Wellesley took the telescope back and moved away from the crest.
"Never in my life," he said, "have I seen two villages on opposite banks of a river that weren't connected by a ford."
"He insists not, sir," McCandless said, indicating the farmer.
"Then he's a rogue, a liar or a blockhead," Wellesley said cheerfully. "The latter, probably." He frowned in thought, his right hand drumming a tattoo on the telescope's barrel. "I'll warrant there is a ford," he said to himself.
"Sir?" Captain Campbell had run back from the western knoll. "Enemy's breaking camp, sir."
"Are they, by God!" Wellesley returned to the crest and stared through the glass again.
The infantry immediately on the Kaitna's north bank were not moving, but far away, close to the fortified village, tents were being struck.
"Preparing to run away, I daresay," Wellesley muttered.
"Or readying to cross the river and attack us," McCandless said grimly.
"And they're sending cavalry across the river," Campbell added ominously.
"Nothing to worry us," Wellesley said, then turned back to stare at the opposing villages of Peepulgaon and Waroor. "There has to be a ford," he said to himself again, so quietly that only Sharpe could hear him. "Stands to reason," he said, then he went silent for a long time.
"That enemy cavalry, sir," Campbell prompted him.
Wellesley seemed startled.
"What?"
"There, sir." Campbell pointed westwards to a large group of enemy horsemen who had appeared from a grove of trees, but who seemed content to watch Wellesley's group from a half-mile away.
"Time we were away," Wellesley said. "Give that lying blockhead a rupee, McCandless, then let's be off."
"You plan to retreat, sir?" McCandless asked.
Wellesley had been hurrying down the slope, but now stopped and stared in surprise at the Scotsman.
"Retreat?"
McCandless blinked.
"You surely don't intend to fight, sir, do you?"
"How else are we to do His Majesty's business?
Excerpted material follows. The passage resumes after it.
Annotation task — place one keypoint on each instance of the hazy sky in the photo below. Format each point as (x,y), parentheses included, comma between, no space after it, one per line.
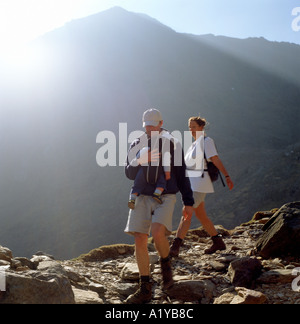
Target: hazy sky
(23,20)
Of course we'll fight! There's a ford there." Wellesley flung his arm east towards Peepulgaon. "That wretched farmer might deny it, but he's a blockhead! There has to be a ford. We'll cross it, turn their left flank and pound them into scraps! But we must hurry! Noon already. Three hours, gentlemen, three hours to bring on battle. Three hours to turn his flank." He ran on down the hill to where Diomed, his white Arab horse, waited.
"Good God," McCandless said. "Good God."
For five thousand infantry would now cross the Kaitna at a place where men said the river was uncross able then fight an enemy horde at least ten times their number.
"Good God," the Colonel said again, then hurried to follow Wellesley south. The enemy had stolen a march, the redcoats had journeyed all night and were bone tired, but Wellesley would have his battle.